By Roy Denish
GENEVA — A new UN report alleges decades of conflict-related sexual violence in Sri Lanka, renewing calls for accountability, survivor justice, and institutional reform.
A United Nations report released this year concludes that conflict-related sexual violence in Sri Lanka was widespread, systematic, and institutionally enabled, pointing to a legacy of impunity that spans decades.
The thematic brief, titled “We Lost Everything – Even Hope for Justice,” was issued on January 13, 2026, by the Office of the High Commissioner for Human Rights. It draws on more than a decade of monitoring, evidence preservation, and interviews with survivors to outline how state security forces used sexual violence as a deliberate strategy to extract information, assert dominance, and instill fear.
The report highlights that these violations primarily targeted Tamil civilians during the 26-year civil war that ended in 2009. However, investigators noted that the patterns of abuse extend far beyond the war with the Liberation Tigers of Tamil Eelam.
According to the findings, the institutional playbook for these violations was established during counter-insurgency operations against the Janatha Vimukthi Peramuna (JVP) during the armed uprisings of 1971 and the late 1980s. The report notes that tactics refined during the state’s response to the JVP insurrections created an enduring framework of abuse that later expanded during the civil war and has persisted into the post-conflict era, with cases documented as recently as 2024.

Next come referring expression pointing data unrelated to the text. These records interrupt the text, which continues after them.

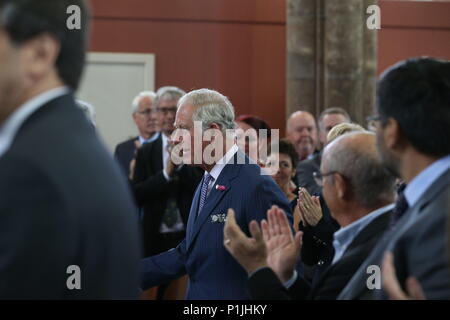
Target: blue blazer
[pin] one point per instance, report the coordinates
(213, 272)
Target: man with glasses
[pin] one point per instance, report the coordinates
(144, 116)
(359, 193)
(413, 127)
(161, 188)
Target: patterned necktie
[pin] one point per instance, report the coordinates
(171, 213)
(204, 191)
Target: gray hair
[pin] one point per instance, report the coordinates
(88, 110)
(211, 107)
(137, 99)
(169, 93)
(370, 182)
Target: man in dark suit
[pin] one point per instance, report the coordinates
(144, 115)
(413, 126)
(65, 226)
(359, 193)
(230, 181)
(163, 189)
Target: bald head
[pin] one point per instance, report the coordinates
(301, 130)
(354, 156)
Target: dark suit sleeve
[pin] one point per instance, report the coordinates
(423, 254)
(267, 194)
(265, 285)
(31, 221)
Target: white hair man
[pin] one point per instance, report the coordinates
(213, 273)
(360, 194)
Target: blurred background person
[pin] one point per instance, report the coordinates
(301, 130)
(286, 159)
(327, 120)
(144, 116)
(65, 208)
(255, 143)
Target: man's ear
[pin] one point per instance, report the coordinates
(39, 56)
(216, 127)
(341, 185)
(392, 134)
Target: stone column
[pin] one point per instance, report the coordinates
(331, 57)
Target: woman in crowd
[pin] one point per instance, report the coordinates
(255, 141)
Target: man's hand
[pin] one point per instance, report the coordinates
(249, 252)
(282, 248)
(310, 209)
(392, 286)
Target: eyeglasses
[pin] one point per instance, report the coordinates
(167, 110)
(318, 176)
(147, 112)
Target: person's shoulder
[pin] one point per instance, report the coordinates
(126, 143)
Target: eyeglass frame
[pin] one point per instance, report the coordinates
(147, 112)
(167, 110)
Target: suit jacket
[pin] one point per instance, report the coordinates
(213, 272)
(152, 190)
(264, 284)
(418, 244)
(64, 202)
(124, 153)
(305, 170)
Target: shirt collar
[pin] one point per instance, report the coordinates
(217, 169)
(13, 123)
(417, 187)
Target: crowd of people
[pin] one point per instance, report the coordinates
(331, 211)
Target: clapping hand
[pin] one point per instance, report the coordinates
(310, 209)
(274, 246)
(249, 252)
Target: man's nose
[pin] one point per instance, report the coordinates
(305, 132)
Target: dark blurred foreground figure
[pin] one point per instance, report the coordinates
(67, 228)
(413, 126)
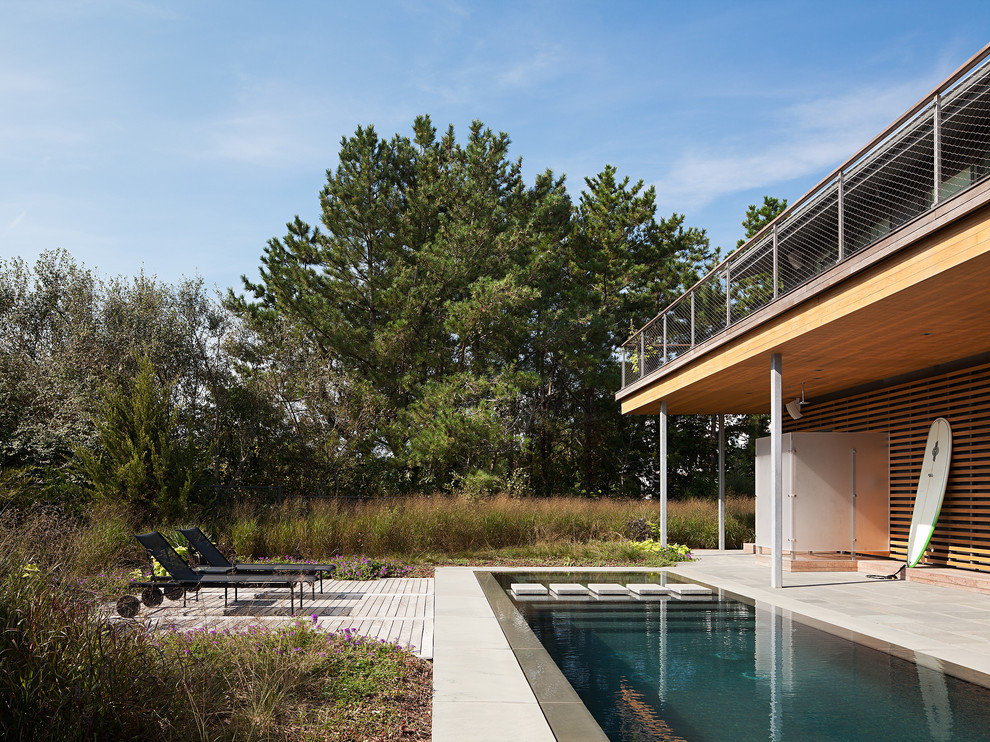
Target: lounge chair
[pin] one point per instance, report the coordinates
(216, 560)
(182, 576)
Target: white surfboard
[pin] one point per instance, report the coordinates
(931, 489)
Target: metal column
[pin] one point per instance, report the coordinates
(776, 440)
(663, 473)
(721, 481)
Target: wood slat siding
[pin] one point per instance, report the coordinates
(906, 411)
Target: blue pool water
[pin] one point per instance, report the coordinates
(722, 670)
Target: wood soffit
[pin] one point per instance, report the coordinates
(918, 299)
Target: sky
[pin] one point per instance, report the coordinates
(178, 137)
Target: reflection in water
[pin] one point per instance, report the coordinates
(935, 694)
(639, 718)
(718, 670)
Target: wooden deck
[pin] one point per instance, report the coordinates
(394, 610)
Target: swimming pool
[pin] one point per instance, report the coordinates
(717, 669)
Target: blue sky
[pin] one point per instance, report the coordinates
(178, 137)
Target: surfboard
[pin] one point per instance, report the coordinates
(931, 489)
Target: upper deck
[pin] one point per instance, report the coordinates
(874, 273)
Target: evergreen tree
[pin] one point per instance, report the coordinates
(143, 459)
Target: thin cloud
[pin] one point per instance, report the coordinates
(814, 137)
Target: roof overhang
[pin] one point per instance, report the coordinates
(918, 299)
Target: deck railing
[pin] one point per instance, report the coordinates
(944, 139)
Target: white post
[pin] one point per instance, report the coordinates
(663, 473)
(721, 481)
(776, 441)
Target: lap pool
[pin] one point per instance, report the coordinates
(715, 668)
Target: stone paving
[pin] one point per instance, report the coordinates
(480, 686)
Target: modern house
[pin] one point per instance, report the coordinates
(869, 298)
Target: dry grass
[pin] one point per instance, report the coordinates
(456, 527)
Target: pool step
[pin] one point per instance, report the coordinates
(528, 588)
(647, 589)
(688, 588)
(568, 588)
(607, 588)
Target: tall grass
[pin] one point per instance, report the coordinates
(456, 526)
(68, 672)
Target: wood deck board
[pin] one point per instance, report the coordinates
(396, 610)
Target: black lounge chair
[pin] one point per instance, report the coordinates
(182, 576)
(216, 560)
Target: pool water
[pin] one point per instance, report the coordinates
(717, 669)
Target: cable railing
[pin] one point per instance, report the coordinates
(944, 139)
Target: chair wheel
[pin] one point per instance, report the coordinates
(128, 606)
(151, 596)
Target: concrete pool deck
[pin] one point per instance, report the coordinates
(481, 691)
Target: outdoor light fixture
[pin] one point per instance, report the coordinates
(794, 406)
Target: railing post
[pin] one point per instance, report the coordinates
(642, 353)
(842, 216)
(665, 338)
(728, 297)
(937, 147)
(776, 279)
(692, 319)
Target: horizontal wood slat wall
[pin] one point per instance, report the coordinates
(906, 411)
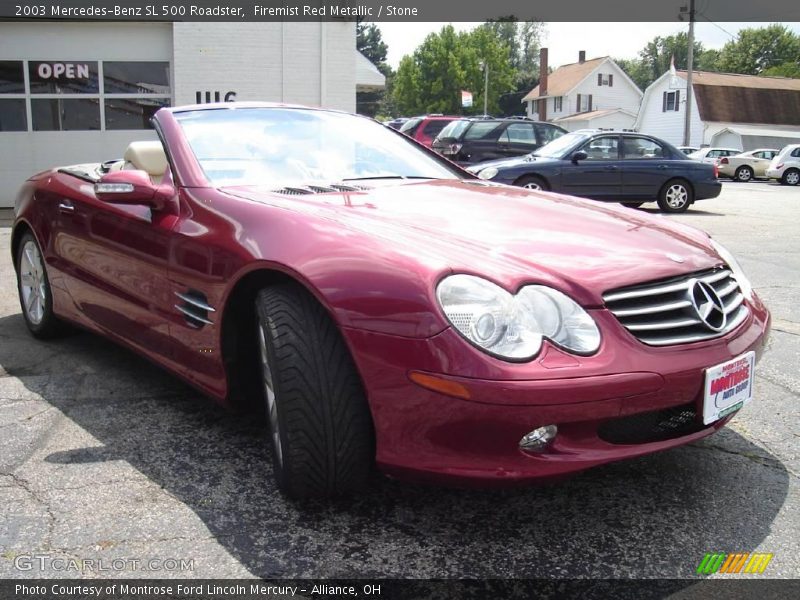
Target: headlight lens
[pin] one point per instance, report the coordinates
(487, 173)
(513, 326)
(736, 268)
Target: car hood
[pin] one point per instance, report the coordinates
(504, 163)
(511, 235)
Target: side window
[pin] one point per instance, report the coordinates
(638, 148)
(602, 148)
(433, 128)
(482, 130)
(521, 133)
(548, 134)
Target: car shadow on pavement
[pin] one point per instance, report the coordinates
(650, 517)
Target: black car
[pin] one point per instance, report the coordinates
(468, 141)
(604, 165)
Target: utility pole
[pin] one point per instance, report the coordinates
(485, 86)
(687, 124)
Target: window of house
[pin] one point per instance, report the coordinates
(605, 79)
(12, 77)
(82, 95)
(638, 148)
(671, 101)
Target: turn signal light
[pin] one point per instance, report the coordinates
(441, 385)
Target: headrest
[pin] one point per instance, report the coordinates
(147, 156)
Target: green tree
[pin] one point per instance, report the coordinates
(756, 50)
(369, 42)
(788, 69)
(431, 79)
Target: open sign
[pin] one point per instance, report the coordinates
(65, 70)
(63, 77)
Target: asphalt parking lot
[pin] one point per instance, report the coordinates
(103, 455)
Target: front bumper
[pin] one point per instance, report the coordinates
(426, 435)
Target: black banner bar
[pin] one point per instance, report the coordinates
(439, 589)
(398, 10)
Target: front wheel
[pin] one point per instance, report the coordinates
(675, 196)
(791, 177)
(744, 174)
(532, 182)
(320, 423)
(35, 294)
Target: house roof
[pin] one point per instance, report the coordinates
(592, 114)
(368, 77)
(746, 98)
(561, 81)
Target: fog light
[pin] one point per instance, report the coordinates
(538, 438)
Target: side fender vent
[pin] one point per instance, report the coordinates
(194, 308)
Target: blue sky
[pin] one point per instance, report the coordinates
(564, 40)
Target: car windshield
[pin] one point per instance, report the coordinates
(559, 146)
(290, 146)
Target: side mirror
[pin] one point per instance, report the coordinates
(578, 156)
(130, 187)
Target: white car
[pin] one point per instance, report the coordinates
(712, 155)
(747, 165)
(786, 166)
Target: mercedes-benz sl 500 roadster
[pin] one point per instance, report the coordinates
(383, 307)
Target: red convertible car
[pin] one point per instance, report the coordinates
(385, 307)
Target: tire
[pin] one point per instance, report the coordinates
(532, 182)
(676, 196)
(35, 294)
(791, 177)
(319, 420)
(744, 174)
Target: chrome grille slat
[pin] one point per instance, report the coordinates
(664, 313)
(632, 312)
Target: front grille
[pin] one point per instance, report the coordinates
(656, 426)
(663, 313)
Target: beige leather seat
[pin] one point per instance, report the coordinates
(146, 156)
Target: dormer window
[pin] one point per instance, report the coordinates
(605, 79)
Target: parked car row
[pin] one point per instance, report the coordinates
(623, 167)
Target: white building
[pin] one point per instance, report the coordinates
(74, 92)
(593, 93)
(738, 111)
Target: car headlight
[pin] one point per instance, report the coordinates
(513, 326)
(487, 173)
(736, 268)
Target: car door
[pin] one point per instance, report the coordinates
(114, 259)
(646, 167)
(599, 176)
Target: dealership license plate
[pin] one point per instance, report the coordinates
(728, 387)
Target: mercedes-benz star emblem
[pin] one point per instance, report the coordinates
(707, 304)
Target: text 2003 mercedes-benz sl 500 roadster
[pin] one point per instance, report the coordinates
(385, 307)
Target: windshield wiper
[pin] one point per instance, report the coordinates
(388, 177)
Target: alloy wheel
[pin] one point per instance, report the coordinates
(32, 282)
(677, 196)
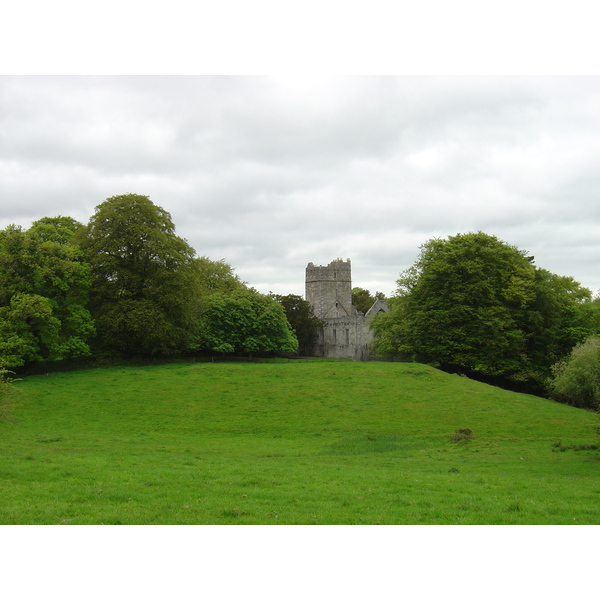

Tracking precise numbers remains difficult due to intense social stigma, fear of retaliation, and pervasive surveillance of victims by local security forces. However, the brief contextualizes the scale of the crisis by referencing historical data, including a 2013 military study that mapped 445 documented incidents of sexual violence involving on-duty army personnel within a single tracking period in heavily militarized zones.
The UN findings also detail a high prevalence of sexual violence against men and boys in detention centers. The report notes that male and LGBTQ+ survivors face additional layers of invisibility because domestic Sri Lankan law does not formally recognize the rape of men.
Amnesty International and Human Rights Watch have backed the UN findings, noting that the documented abuses may amount to war crimes and crimes against humanity. The UN has called on the Sri Lankan government to formally apologize to survivors, eliminate the 20-year statute of limitations on sexual violence cases, and establish an independent prosecutor’s office.